Should I be using Unbound Python mode? Is it stable?
-
@code4food23 I have sg-1100, 21.05, pfBlockerNG-devel 3.0.0_16 the only package installed.
Enabled unbound python mode some weeks ago.
This caused disk usage to increase slowly: ~4%/day.
Have reverted to unbound mode, and problem has gone away.
Many others report no problem, so no idea why I did. -
@nocling Nice. If you don't mind what exactly do I lose by disabling the DNS resolver to enable python mode?
-
@anthonys Interesting, I will have to give a try and see if I encounter any issues. My Netgate 5100 seems to be doing just fine with regular unbound, which is why I was wondering if I was missing out.
-
@code4food23 said in Should I be using Unbound Python mode? Is it stable?:
@anthonys Interesting, I will have to give a try and see if I encounter any issues. My Netgate 5100 seems to be doing just fine with regular unbound, which is why I was wondering if I was missing out.
Some installs also has a noticeable sustained disk write issue (between 100 -> 400Kb/s) even though all pfBlockerNG/Unbound logging is disabled. This level of writing is “deadly” for very small eMMC/SSD drives in the 8 to 32Gb range. A sustained rate like that will wear out a typical 8Gb eMMC in about a year.
In my case - a SG-2100 - the sutained write and the “disk filling issue” were both present.
So there are issues, but they seem to be specific to some setups.
-
@keyser said in Should I be using Unbound Python mode? Is it stable?:
Some installs also has a noticeable sustained disk write issue (between 100 -> 400Kb/s) even though all pfBlockerNG/Unbound logging is disabled.
Do you mean the ZFS issue?
The Netgate ARM Appliances use USF.
-
@nocling said in Should I be using Unbound Python mode? Is it stable?:
@keyser said in Should I be using Unbound Python mode? Is it stable?:
Some installs also has a noticeable sustained disk write issue (between 100 -> 400Kb/s) even though all pfBlockerNG/Unbound logging is disabled.
Do you mean the ZFS issue?
The Netgate ARM Appliances use USF.
No, not the ZFS issue.
I have been forced to disable python mode on three seperate installs I have running because pfBlockerNG’s script interaction with python causes a sustained write to disk (UFS filesystem) of about 100 -> 400Kb/s.
This happens on all my installs, and looking at “top -m io” it’s a Unbound command that causes the IO.I have been unable to prevent it from happening in my setups, regardless of disabling all logging and so forth. It even happens with no active clients and DNS lookups being done.
So it seems to be some kind of loop caused by my pfBlockerNG config/pfSense setup.Stopping pfBlockerNG stops the writing - Stopping unbound does not, so it’s something happening within pfBlockerNG.

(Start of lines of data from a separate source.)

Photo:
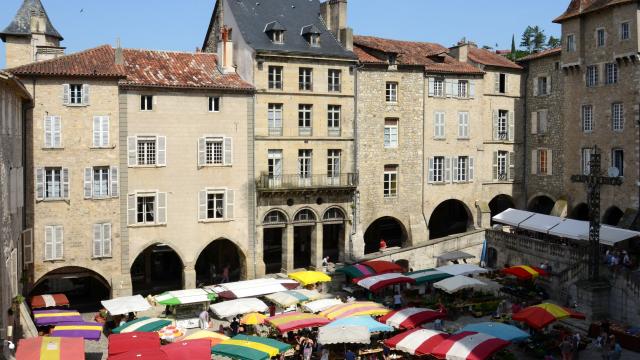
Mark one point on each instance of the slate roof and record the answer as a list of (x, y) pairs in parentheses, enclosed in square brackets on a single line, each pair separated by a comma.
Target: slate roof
[(252, 16), (21, 23), (433, 57), (147, 68)]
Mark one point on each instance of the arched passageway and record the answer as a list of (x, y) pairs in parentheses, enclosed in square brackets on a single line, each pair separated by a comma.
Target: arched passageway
[(388, 228), (541, 204), (450, 217), (83, 287), (156, 269), (211, 264)]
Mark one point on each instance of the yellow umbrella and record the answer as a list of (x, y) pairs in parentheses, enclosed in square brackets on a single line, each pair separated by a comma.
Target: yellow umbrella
[(309, 277), (253, 319)]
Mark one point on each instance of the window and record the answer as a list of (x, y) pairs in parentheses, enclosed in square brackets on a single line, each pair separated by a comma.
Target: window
[(390, 189), (333, 119), (102, 240), (392, 92), (617, 160), (304, 119), (146, 102), (274, 119), (214, 103), (625, 31), (571, 43), (617, 112), (305, 79), (463, 125), (52, 132), (100, 131), (592, 75), (334, 79), (438, 125), (275, 77), (600, 38), (587, 118), (390, 133), (611, 73), (53, 242)]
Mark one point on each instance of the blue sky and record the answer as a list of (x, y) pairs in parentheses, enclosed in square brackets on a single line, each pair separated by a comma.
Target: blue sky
[(181, 25)]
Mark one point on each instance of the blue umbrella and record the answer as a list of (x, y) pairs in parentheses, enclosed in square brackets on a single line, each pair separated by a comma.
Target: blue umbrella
[(499, 330), (366, 321)]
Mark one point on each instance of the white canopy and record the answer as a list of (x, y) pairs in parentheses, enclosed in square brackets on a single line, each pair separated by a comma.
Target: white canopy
[(457, 283), (320, 305), (126, 304), (231, 308), (461, 269), (348, 334)]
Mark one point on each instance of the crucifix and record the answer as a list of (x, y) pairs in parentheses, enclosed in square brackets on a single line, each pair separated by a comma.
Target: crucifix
[(594, 180)]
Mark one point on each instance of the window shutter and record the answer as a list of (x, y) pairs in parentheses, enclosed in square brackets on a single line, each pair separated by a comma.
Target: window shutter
[(115, 181), (39, 183), (161, 213), (65, 94), (201, 151), (228, 151), (202, 205), (65, 183), (131, 209), (229, 201), (431, 170), (106, 240), (88, 183), (162, 151), (85, 94), (97, 240), (132, 150)]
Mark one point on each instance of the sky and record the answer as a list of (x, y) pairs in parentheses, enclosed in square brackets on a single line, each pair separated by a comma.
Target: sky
[(181, 25)]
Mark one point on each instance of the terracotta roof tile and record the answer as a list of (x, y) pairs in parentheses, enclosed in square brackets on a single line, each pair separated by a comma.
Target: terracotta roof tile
[(486, 57)]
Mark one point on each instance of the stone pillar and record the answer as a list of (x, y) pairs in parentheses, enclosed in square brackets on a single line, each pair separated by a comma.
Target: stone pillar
[(287, 249)]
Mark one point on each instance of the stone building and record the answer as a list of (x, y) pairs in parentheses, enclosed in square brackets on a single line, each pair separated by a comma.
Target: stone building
[(15, 239), (298, 56), (436, 138)]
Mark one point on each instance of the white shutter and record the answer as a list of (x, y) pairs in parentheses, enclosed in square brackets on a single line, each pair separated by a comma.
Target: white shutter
[(229, 202), (131, 209), (39, 183), (132, 150), (228, 151), (65, 183), (97, 240), (65, 94), (115, 182), (161, 208), (162, 151), (88, 183)]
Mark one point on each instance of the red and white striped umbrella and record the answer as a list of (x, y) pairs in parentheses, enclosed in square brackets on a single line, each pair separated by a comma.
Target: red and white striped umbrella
[(469, 345), (410, 318), (417, 342)]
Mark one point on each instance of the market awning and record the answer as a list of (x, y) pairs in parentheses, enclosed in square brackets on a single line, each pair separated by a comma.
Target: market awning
[(231, 308), (126, 304)]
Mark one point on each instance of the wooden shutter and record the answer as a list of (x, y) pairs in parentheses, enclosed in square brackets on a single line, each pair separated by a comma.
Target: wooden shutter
[(115, 181), (162, 151), (161, 208), (228, 151), (132, 150), (88, 183), (39, 183), (229, 202)]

Disabling python mode also prevents the issue.
-
@keyser said in Should I be using Unbound Python mode? Is it stable?:
pfBlockerNG’s script interaction with python causes a sustained write to disk
How can I check this? Definitely something I'd like to keep an eye out for
-
@code4food23 said in Should I be using Unbound Python mode? Is it stable?:
@keyser said in Should I be using Unbound Python mode? Is it stable?:
pfBlockerNG’s script interaction with python causes a sustained write to disk
How can I check this? Definitely something I'd like to keep an eye out for
To get a hint about your box’es average disk activity you can run the shell command: “iostat -x”
It will return the average IO since boot. If your figure is in the 0.2MB/s and up range, you need to investigate further.
Do a search here on this forum to get further details. -
@keyser said in Should I be using Unbound Python mode? Is it stable?:
Stopping pfBlockerNG stops the writing - Stopping unbound does not, so it’s something happening within pfBlockerNG
pfBlockerNG, by itself, does nothing.
When you add some feeds, it will load them ones, and keeps them updated. That means an initial "write" of a file and (very) little afterwards.The only thing pfBlockerNG actually does, is making unbound more verbose. not by reading what unbound logs i it's log file, but by using internal functionalities it exposes by adding an "addon" (written in Python) to it.
pfBlockerNG handles upon the data it sees flowing through unbound, and handling upon it == accepting or refusing, what makes 'unbound' not really resolving the DNS request = the host name looks like to be blocked.If unbound doesn't run, you have no DNS resolution any more (this is a already bad situation). This means pfBlockerNG stops producing data. Without unbound, pfBlockerNG can't do anything
pfBlockerNG is a DNSBL tool. To make it work, it needs to have access to the DNS activity.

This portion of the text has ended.